— -- A week before the NCAA tournament opener, Stanford was positioned as one of the best teams in the country, after three straight trips to the Final Four. Seven days later, the Cardinal became the first and only No. 1 seed to lose to a No. 16, with a 71-67 defeat against Harvard. As with all great sports upsets, there is an intriguing backstory only the people involved can tell. We consulted our colleagues at FiveThirtyEight for some statistical context. Then we spoke with nine prominent people involved in the game and asked them to set the scene in an oral history of that game -- starting with a devastating moment at the end of Stanford's Pac-10 finale against Oregon State.
Vanessa Nygaard, former Stanford forward and longtime WNBA, college and high school coach: "We were ahead comfortably, but then Oregon State started closing the gap, and I went back in."
Beth Goode, former Stanford sports information director and current senior women's administrator: "Vanessa's injury happened right in front of me. It was one of those unmistakable things when she went down. You knew it wasn't good."

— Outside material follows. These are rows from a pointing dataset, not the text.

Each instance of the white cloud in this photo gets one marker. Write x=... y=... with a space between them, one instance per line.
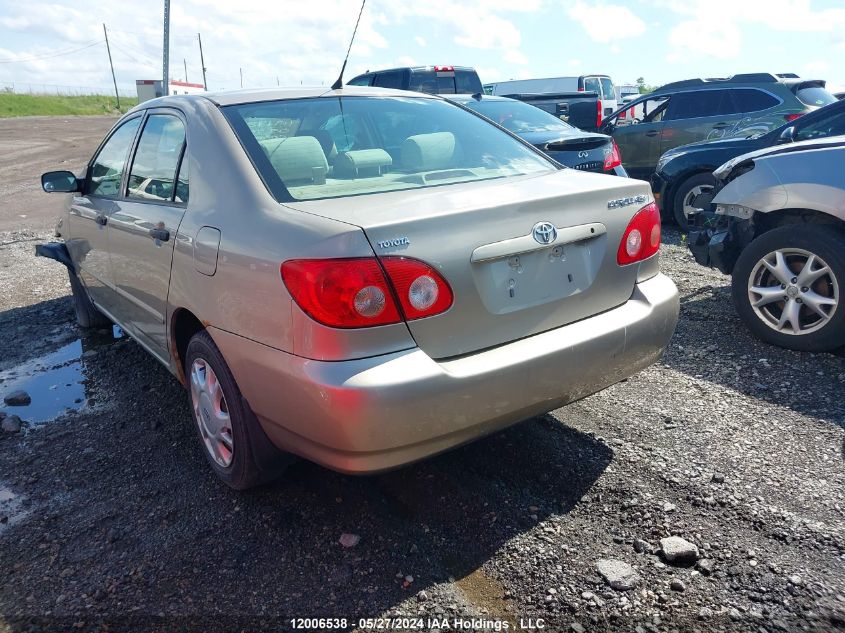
x=606 y=22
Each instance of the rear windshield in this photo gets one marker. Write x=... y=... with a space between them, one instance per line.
x=457 y=82
x=815 y=96
x=519 y=117
x=309 y=149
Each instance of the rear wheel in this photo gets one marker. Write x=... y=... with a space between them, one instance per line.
x=695 y=193
x=787 y=286
x=231 y=438
x=87 y=315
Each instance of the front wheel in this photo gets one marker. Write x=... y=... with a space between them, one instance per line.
x=231 y=438
x=787 y=286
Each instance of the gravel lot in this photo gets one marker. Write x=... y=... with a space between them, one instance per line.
x=110 y=518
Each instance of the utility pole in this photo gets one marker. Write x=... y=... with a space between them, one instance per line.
x=165 y=75
x=202 y=63
x=116 y=95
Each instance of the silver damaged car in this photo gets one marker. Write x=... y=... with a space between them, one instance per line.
x=361 y=277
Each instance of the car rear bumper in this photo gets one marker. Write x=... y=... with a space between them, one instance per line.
x=377 y=413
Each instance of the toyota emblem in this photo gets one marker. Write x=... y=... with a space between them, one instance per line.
x=544 y=232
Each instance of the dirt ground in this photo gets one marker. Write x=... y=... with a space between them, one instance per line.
x=110 y=519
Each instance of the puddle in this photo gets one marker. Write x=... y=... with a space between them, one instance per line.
x=55 y=381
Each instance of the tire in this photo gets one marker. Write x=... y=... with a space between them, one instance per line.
x=87 y=315
x=774 y=321
x=240 y=454
x=704 y=183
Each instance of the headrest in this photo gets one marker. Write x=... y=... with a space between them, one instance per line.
x=426 y=152
x=297 y=158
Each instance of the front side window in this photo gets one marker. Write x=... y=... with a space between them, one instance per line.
x=153 y=173
x=364 y=145
x=107 y=168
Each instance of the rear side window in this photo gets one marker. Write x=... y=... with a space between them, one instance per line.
x=608 y=91
x=392 y=79
x=701 y=103
x=107 y=168
x=591 y=84
x=750 y=100
x=814 y=96
x=153 y=173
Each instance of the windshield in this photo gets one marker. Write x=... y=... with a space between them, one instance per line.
x=519 y=117
x=308 y=149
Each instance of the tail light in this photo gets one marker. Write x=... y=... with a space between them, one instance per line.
x=614 y=158
x=641 y=239
x=355 y=293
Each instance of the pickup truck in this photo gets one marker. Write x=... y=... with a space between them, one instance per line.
x=580 y=109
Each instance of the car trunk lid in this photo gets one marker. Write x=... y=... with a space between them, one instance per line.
x=480 y=237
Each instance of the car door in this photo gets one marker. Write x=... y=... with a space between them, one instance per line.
x=638 y=134
x=142 y=231
x=700 y=115
x=91 y=210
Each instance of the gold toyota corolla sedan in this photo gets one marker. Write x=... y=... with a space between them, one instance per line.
x=362 y=277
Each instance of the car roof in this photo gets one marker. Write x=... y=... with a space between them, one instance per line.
x=237 y=97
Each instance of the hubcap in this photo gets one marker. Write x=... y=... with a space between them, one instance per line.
x=793 y=291
x=697 y=199
x=211 y=413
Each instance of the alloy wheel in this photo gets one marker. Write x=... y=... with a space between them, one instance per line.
x=211 y=413
x=793 y=291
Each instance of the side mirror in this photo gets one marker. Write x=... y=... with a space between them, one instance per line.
x=60 y=182
x=788 y=135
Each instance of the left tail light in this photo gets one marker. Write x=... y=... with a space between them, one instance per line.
x=641 y=239
x=356 y=293
x=614 y=158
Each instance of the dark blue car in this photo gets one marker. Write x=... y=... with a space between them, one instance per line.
x=568 y=145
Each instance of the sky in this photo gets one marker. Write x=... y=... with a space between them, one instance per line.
x=302 y=42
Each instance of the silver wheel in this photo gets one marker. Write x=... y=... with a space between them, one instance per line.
x=793 y=291
x=697 y=199
x=211 y=413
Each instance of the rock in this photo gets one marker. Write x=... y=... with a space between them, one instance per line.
x=11 y=424
x=619 y=575
x=678 y=551
x=17 y=399
x=349 y=540
x=705 y=566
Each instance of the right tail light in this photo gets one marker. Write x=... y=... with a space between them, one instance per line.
x=641 y=239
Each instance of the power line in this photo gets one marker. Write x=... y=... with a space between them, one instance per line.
x=35 y=58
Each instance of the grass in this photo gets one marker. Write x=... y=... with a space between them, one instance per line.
x=13 y=105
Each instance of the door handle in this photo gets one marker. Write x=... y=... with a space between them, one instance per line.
x=160 y=234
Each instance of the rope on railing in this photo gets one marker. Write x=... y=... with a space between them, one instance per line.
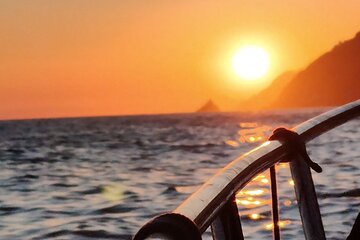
x=211 y=201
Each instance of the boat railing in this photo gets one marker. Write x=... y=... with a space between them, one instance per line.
x=213 y=204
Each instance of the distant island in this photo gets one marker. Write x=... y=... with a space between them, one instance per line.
x=209 y=106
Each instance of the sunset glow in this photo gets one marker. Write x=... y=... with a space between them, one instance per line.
x=81 y=58
x=251 y=63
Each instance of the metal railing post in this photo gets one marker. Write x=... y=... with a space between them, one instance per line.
x=275 y=205
x=307 y=200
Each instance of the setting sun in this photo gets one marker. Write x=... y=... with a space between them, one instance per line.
x=250 y=62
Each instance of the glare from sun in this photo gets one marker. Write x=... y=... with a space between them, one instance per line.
x=250 y=62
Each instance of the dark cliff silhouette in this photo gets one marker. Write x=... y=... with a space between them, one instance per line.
x=209 y=106
x=333 y=79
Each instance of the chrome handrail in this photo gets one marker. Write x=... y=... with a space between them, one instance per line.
x=207 y=203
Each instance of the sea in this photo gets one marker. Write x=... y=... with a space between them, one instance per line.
x=104 y=177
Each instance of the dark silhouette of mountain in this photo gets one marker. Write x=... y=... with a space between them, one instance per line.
x=333 y=79
x=209 y=106
x=269 y=94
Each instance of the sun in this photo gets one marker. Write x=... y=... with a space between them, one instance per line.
x=250 y=62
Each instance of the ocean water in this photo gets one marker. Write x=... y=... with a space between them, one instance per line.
x=102 y=178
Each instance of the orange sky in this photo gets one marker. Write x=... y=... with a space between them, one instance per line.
x=78 y=58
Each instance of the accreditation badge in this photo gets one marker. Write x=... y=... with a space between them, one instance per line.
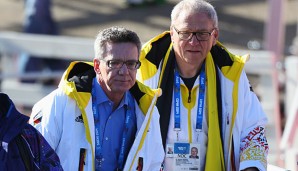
x=186 y=156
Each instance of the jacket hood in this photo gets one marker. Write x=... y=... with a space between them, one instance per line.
x=12 y=122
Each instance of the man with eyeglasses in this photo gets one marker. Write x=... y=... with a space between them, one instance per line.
x=92 y=118
x=207 y=101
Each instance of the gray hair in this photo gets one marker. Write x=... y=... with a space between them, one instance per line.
x=192 y=7
x=114 y=34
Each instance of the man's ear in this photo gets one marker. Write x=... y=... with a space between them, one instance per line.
x=96 y=64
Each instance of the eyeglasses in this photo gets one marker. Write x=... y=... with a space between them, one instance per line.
x=200 y=35
x=117 y=64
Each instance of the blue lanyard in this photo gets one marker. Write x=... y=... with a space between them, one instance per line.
x=201 y=99
x=98 y=143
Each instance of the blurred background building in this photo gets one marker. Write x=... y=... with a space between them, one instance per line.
x=267 y=29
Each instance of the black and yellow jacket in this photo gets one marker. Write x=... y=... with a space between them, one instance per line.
x=233 y=110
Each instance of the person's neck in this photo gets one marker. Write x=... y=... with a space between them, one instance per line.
x=115 y=97
x=187 y=70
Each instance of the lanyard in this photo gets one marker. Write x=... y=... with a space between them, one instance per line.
x=98 y=142
x=201 y=99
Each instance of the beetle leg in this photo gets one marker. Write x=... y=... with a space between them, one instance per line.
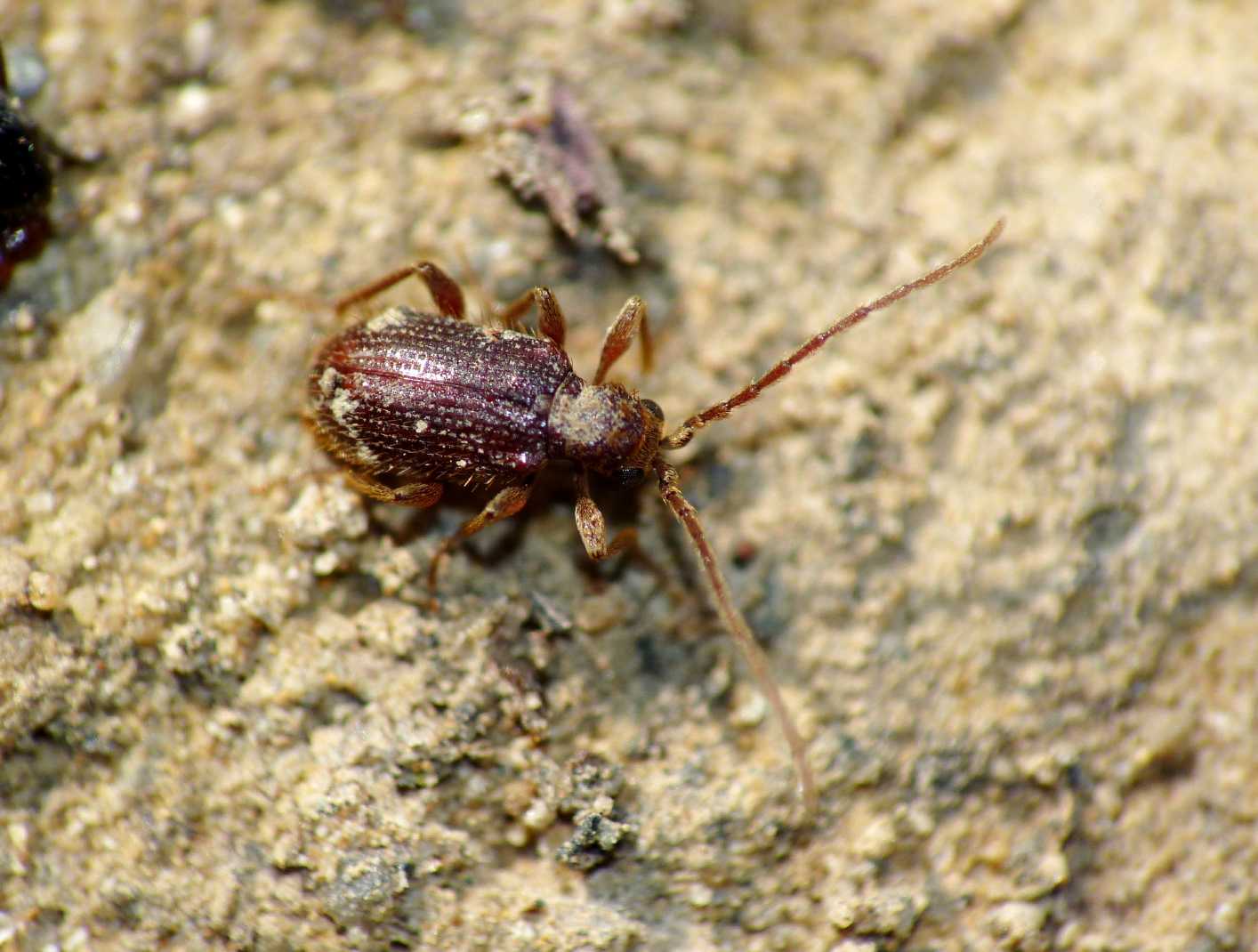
x=594 y=528
x=550 y=322
x=446 y=292
x=504 y=504
x=631 y=319
x=418 y=495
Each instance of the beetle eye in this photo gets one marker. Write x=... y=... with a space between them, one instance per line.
x=629 y=476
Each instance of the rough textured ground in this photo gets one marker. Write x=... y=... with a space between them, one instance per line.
x=1000 y=544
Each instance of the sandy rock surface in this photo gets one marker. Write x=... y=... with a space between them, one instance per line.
x=1000 y=542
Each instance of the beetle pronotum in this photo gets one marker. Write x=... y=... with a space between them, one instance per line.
x=427 y=400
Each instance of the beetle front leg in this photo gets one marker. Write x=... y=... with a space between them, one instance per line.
x=629 y=323
x=594 y=528
x=504 y=504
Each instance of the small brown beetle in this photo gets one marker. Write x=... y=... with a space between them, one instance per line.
x=27 y=156
x=427 y=400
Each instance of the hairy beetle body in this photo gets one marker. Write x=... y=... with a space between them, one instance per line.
x=419 y=395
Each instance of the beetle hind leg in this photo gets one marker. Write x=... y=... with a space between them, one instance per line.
x=416 y=495
x=504 y=504
x=443 y=288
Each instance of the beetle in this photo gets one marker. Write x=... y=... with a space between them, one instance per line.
x=409 y=403
x=25 y=182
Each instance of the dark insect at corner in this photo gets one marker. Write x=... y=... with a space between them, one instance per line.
x=428 y=400
x=27 y=157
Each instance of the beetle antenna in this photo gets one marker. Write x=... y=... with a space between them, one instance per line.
x=753 y=654
x=719 y=411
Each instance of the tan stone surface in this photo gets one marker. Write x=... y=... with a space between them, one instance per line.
x=1000 y=542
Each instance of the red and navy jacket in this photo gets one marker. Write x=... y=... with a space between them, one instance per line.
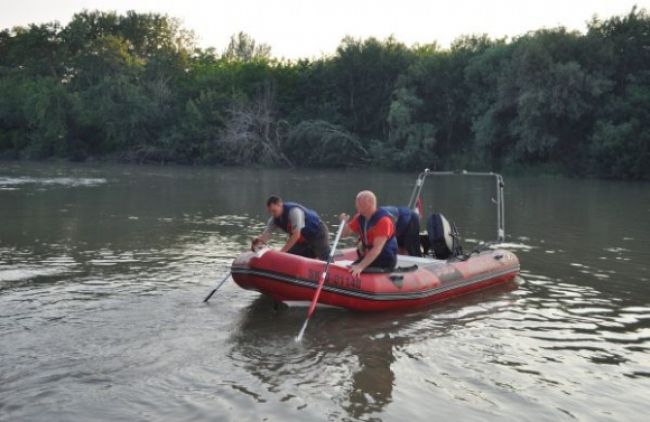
x=401 y=217
x=368 y=232
x=312 y=220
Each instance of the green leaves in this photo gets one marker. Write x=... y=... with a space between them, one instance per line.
x=134 y=86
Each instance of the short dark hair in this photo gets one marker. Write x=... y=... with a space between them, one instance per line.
x=273 y=199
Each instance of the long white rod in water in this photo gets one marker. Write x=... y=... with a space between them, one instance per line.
x=216 y=288
x=321 y=282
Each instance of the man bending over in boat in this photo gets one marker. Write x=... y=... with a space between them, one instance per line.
x=407 y=229
x=308 y=235
x=377 y=231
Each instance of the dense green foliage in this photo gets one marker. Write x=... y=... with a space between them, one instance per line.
x=134 y=87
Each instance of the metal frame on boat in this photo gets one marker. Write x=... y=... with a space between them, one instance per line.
x=419 y=183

Tara VanDerveer, Stanford coach, one of five coaches in NCAA women's history with 900-plus wins: "The doctor at Oregon State said it was not an ACL, and we would have it looked at when we got back on Sunday, which was selection day."
Nygaard, Stanford forward: "We came back to Stanford, and the MRI was scheduled. The first test in Oregon showed that it wasn't fully torn, but I was in the hospital on selection day, getting my MRI. I was begging the tech to tell me what he saw because I knew the tech could read it. But he wouldn't tell me."
Goode, Stanford SID: "When we got back to campus on Sunday, I remember getting calls from the NCAA committee trying to figure out what the impact of her injury was. At that point, we didn't know."
Jean Lenti Ponsetto, NCAA selection committee chair from DePaul: "By Saturday afternoon, when Nygaard was injured, the bracket was probably almost done. I know we tried to get ahold of Tara after we had heard that there was an injury at Stanford. The rule is that the committee is notified as soon as an injury happens, but that wasn't probably easy at that point because we were holed up. I remember the NCAA staff had tried to reach Tara, and she was out walking her dog. We had two brackets, one with them as a No. 1 seed and another with them as a No. 2. But the bottom line is, the committee went with the info we had. And we left them at a No. 1. I remember asking Tara later, 'Were you really out walking your dog while we were trying to reach you?' She said, 'I guess.'"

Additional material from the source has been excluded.